Pedestrian serious injuries:
The linear regression estimates that both station wagons and utility vehicles have no significant effect on pedestrians in crashes where the pedestrian is considered seriously injured.
Similarly to the fatality model, this model also estimates significant positive effects on the speed zone and vehicle manufactured date on fatalities.
Summary
The linear model estimates station wagons increase the risk of fatality by 1.12% compared to cars, which may seem small, however when we see the shift towards SUVs and larger vehicles in Australia, it may result in more pedestrian deaths.
The date currently has cars outweighing station wagons in the number of accidents involving pedestrians (Note: The vehicles listed in the data as station wagon are mainly SUVs - see Make Model table). However we may see this shift to station wagons being more frequently involved in pedestrian accidents.
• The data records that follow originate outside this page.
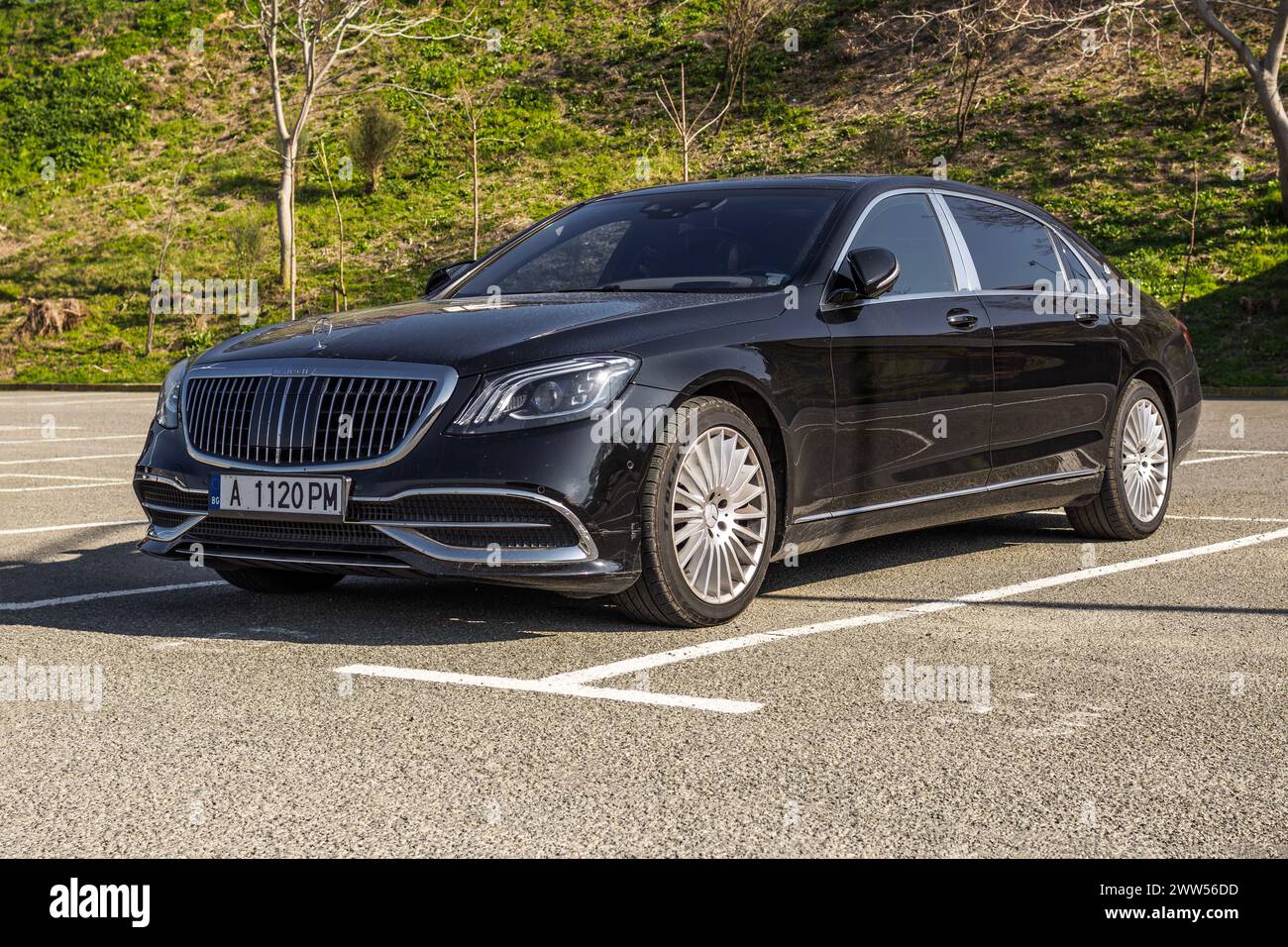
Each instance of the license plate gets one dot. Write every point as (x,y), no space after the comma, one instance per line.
(282,496)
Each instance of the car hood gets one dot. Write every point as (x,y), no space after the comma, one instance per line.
(476,334)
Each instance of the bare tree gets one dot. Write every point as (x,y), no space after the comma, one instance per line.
(690,128)
(159,270)
(304,40)
(741,22)
(472,114)
(1263,71)
(973,37)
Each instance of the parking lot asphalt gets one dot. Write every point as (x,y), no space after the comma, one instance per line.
(1131,697)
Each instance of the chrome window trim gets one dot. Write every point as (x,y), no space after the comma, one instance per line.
(1102,290)
(953,254)
(305,561)
(168,534)
(953,493)
(967,279)
(975,282)
(445,384)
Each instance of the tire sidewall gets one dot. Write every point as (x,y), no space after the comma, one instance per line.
(708,416)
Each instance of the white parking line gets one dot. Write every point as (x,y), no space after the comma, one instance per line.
(25,402)
(638,664)
(71,526)
(60,486)
(56,460)
(548,685)
(95,595)
(64,440)
(572,684)
(1209,460)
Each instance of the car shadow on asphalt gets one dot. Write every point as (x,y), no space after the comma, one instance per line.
(400,612)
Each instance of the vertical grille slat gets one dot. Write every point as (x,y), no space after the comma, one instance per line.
(296,420)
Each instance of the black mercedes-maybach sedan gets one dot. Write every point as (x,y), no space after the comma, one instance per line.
(655,394)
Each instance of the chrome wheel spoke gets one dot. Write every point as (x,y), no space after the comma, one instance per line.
(719,514)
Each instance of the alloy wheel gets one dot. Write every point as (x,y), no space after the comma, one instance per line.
(719,514)
(1145,460)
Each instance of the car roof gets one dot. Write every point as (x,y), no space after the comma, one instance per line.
(875,183)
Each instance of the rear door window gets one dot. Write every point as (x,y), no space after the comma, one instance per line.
(1010,250)
(909,227)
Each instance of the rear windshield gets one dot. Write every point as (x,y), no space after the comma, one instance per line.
(686,243)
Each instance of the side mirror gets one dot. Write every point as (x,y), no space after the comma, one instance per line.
(874,269)
(445,274)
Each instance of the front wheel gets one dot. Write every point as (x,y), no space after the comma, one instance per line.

Could the shift in consumer demand towards larger vehicles sacrifice pedestrian safety for driver/passenger safety in Victoria?
Key Constraint:
Vehicle descriptions are reliant on data inputted in the individual crash report. This may mean vehicles descriptions may vary across different reports and also vehicle descriptions evolve over time due to shifts in the car industry (e.g. Station Wagons in the 2000s may refer to cars more like the Holden Commodore Wagon, where as in the 2010s it may refer to cars more like Toyota RAV 4).
This constraint is addressed by categorising vehicles based on the frequency of their label per make and model.